I once knew a kid. Born into a dysfunctional family, loneliness and isolation would soon become his totemic peers. It didn’t help the fact that the kid had to move out of his hometown to a secluded hamlet centred around extreme communal stigma. Away from family and friends, he couldn’t shake the feeling of being an outsider, an unwelcome one at that. Yet, the 10-year-old would find solace in the arms of dreams. I’m not talking about REM dreams here. The dreams in question happened when the world around the kid was fully alive and kicking. Maybe the dream isn’t the correct word. The kid had an excellent sense of imagination. The plethora of comics, cartoons and video games available to him helped fuel this flight of fancy. With the help of these, he had built a world of his own inside his psyche. A world where he was the hero. A world where he could be anyone, do anything. Suddenly, he wasn’t an outsider anymore.
An Excuse From Reality
The story of this kid I once knew resonates strongly with Supergiant Games’ Bastion, an RPG adventure set in a fantasy world atop the sky. Bastion starts with the hero, dubbed “the kid” waking up from sleep, only to find that a calamity has claimed his city and the people he loved. With the guidance of an elderly man named ‘Rucks’, the kid takes it upon himself to find the pieces of the old world and restore it to its former glory. Bastion wholeheartedly welcomes players of any genre with its alluring art style, compelling story, engaging combat and a soundtrack that is heart-rending, yet sanguine at the same time. Despite all its charm, the one thing that drew me into Bastion was how much the narrative reminded myself of that kid I once knew.
As a firm believer of Derrida’s Deconstruction Theory, I knew that there was more to the story of Bastion than the grand fantasy adventure it presented itself as. To me, the whole narrative of Bastion is one big metaphor. The word Bastion is defined as “something that keeps or defends a way of life that is disappearing or threatened.” When everything is going wrong, Bastion provides a moment’s respite, as it cast a long shadow over the worries and troubles of life. Just like the kid from our story, the hero of Bastion finds his world in shambles. This rapid deterioration takes his childhood away from him, one small piece at a time. Hence he finds solace in Bastion, a place straight out of fantasy fiction. In Bastion, the world revolved around him. The hero of Bastion set forth to save the world just like the kid who saved his family, friends, school and even rivals from terrorists, monsters and all kinds of impending threats in his own imaginary world. They were the means and the answer. Moreover, it helped them escape from the harsh reality. As long as they were in their own worlds, the problems of life couldn’t catch up to them.
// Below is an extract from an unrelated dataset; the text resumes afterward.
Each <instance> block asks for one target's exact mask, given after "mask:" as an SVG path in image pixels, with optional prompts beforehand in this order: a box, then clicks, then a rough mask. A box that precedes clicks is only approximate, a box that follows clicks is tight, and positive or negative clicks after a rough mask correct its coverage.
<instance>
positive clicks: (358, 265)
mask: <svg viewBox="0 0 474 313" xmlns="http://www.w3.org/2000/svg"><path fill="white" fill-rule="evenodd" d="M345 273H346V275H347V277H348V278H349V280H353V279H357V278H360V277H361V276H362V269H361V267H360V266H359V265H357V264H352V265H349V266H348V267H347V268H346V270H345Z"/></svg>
Realism in Magical Realism
The levels in Bastion gets harder and darker as the story progresses. One does not need to be a philosopher to understand the existential undertones that keep popping up in between the narrative. In his journey, the hero finds himself facing betrayal, guilt and tragedy numerous times but manages to overcome them with his zealous aura and undying fervour. The kid I once knew felt the same. In the real world, he may have been an outsider, a nobody. But as long as he was in his world, he felt good about himself. Throughout his journey, the hero of Bastion is reminded that once they save the city by reverting time, things will go back to the way they were. He’ll have to go back to his old life and chances are, people won’t remember what the hero did for them. As for our kid, he too knew that he’d eventually have to return to the real world. Fantasy is not eternal and the prominent word in Magical Realism is without a doubt, ‘realism’.
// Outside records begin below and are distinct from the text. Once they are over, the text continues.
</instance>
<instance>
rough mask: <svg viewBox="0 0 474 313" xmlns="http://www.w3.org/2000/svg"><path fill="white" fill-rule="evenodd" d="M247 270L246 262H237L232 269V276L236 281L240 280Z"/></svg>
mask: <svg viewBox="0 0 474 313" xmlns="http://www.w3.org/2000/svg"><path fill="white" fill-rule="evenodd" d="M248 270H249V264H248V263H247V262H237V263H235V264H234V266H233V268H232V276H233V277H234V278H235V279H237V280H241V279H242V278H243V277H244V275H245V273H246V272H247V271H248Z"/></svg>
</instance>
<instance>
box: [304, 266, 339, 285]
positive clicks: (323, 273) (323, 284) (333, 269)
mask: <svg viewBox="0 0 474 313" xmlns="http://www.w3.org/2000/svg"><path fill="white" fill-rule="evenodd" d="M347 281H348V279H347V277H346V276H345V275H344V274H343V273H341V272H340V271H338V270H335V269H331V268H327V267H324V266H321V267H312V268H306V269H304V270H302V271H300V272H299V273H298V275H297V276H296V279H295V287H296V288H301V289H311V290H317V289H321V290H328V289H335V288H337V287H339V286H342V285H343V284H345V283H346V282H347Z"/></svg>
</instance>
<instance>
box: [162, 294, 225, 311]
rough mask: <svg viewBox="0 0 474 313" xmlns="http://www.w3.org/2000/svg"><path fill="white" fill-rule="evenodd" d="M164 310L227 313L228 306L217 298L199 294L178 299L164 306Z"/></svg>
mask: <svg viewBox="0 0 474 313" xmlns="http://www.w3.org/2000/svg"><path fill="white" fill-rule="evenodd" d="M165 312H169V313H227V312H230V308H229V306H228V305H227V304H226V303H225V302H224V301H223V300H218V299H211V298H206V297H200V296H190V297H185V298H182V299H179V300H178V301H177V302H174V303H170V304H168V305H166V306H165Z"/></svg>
As his journey nears its end, the hero is given a choice: either save the city by reverting back time and go back to his old life, or stay in the Bastion and embrace a new world with seamless possibilities. The choice is a tough one, both for the hero of Bastion and our kid. Go back to the harsh realities of the real world or embrace this imaginary life of possibilities and pretence. Choices were made. I let the hero choose the same option the kid once took. Both of them decided to go back and face reality. The life in Bastion was just a fantasy. It is hinted that the calamity happened again for both the hero and the kid. Reality is a cruel mistress. How long shall one hide from her? Only through observation, sensation and experience shall the truth of the universe be revealed. I like to think that in the long run, the choices they made paid off. It made the hero of Bastion and our kid face reality and made them strong. The kid evolved from a lonely, insecure individual to a stand-up man and the hero from Bastion became the unsung hero who saved the city of Caelondia and everything in it. The kid fondly remembers the times he saved the world from terrorists, monster and aliens to this day.
If the philosophical nuances and magical realism of Bastion aren’t enough to win you over, play it for the gorgeous art style, fluid combat and all the bells and whistles you expect from an RPG-lite. The 6 hours I spent in Bastion gave me a lot to think over and most importantly it reminded me of that kid I once knew.